To paraphrase Benjamin Franklin: The only things certain in life are death and taxes.
Personal income taxes are a huge source of revenue for governments globally, and the debate on taxes has been a hot-button issue in recent elections in the U.S. and Europe.
But, there are some countries where you can be 100 percent certain that you don't have to pay income tax.
We've put together a list of 10 countries that have no income tax, based on KPMG's 2012 survey of 114 countries. Some of the countries are well-known tax havens, while others have managed to use natural resources to fund government expenses.
So, which countries have no personal income tax? Click ahead to find out.
By Rajeshni Naidu-Ghelani
Updated: Feb. 5, 2013
The United Arab Emirates has one of the world's highest per-capita incomes at $49,000. It has no personal income or capital gains taxes.
Instead of generating revenue from personal income, the country, which has the world's seventh-largest crude oil and natural gas reserves, is dependent on money from oil companies that pay up to 55 percent in corporate taxes. Foreign banks pay about 20 percent. About 30 percent of the country's gross domestic product (GDP) is directly based on oil and gas output, according to the Organization of the Petroleum Exporting Countries (OPEC).

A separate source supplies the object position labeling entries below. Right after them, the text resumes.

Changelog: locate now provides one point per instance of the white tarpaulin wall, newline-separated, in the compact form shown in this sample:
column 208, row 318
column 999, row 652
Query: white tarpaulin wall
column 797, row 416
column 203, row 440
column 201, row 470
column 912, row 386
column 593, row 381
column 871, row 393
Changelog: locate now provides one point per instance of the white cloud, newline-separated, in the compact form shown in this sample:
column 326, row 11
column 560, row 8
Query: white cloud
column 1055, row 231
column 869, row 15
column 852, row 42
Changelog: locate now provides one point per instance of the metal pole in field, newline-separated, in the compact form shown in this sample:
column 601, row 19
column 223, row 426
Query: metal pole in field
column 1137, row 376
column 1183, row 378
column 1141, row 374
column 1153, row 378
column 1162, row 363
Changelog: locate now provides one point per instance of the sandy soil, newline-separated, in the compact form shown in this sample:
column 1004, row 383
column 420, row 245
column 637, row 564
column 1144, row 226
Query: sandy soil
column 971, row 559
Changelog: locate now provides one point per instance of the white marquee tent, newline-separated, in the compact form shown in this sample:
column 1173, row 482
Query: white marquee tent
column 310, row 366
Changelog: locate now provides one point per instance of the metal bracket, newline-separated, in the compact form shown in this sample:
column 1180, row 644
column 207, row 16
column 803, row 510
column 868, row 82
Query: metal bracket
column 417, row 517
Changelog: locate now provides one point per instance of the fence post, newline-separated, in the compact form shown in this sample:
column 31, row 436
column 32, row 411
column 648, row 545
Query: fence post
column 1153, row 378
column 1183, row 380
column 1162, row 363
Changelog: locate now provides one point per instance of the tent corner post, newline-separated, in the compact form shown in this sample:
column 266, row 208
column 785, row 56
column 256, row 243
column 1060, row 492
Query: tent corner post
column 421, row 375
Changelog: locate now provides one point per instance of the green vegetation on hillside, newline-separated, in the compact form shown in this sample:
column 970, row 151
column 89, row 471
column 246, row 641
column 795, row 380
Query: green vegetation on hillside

While expatriate employees don't pay for social security in the Arab country, U.A.E. citizens must make monthly contributions of 5 percent of their total earnings for social security. Employers of citizens also have to make monthly contributions of 12.5 to 15 percent of the worker's base salary for social security and pensions. Other indirect taxes include housing fees, road tolls and municipal taxes. The U.A.E. charges a 30 percent tax on alcohol, and an additional 50 percent sales tax on alcohol sold in Dubai.
Pictured: Madinat Jumeirah, Dubai, UAE.
Gas-rich Qatar is the world's richest country with GDP per capita of $102,800, according to the CIA World Factbook.
Qatar relies on its natural gas reserves — which are the world's third largest — for revenue. It has invested heavily in infrastructure to liquefy and export the commodity. Businesses involved in oil and gas operations face a 35 percent tax rate. The country levies no taxes on personal incomes, dividends, royalties, profits, capital gains and property. Qatar nationals, however, have to pay 5 percent of their income for social security benefits, while employers contribute 10 percent for the fund.
Last year, reports surfaced that the government was considering a value-added tax in an attempt to broaden its revenue base and reduce its non-hydrocarbon deficit, which was equivalent to 17 percent of the country's GDP in 2011. Other indirect taxes include a 5 percent charge on imported goods.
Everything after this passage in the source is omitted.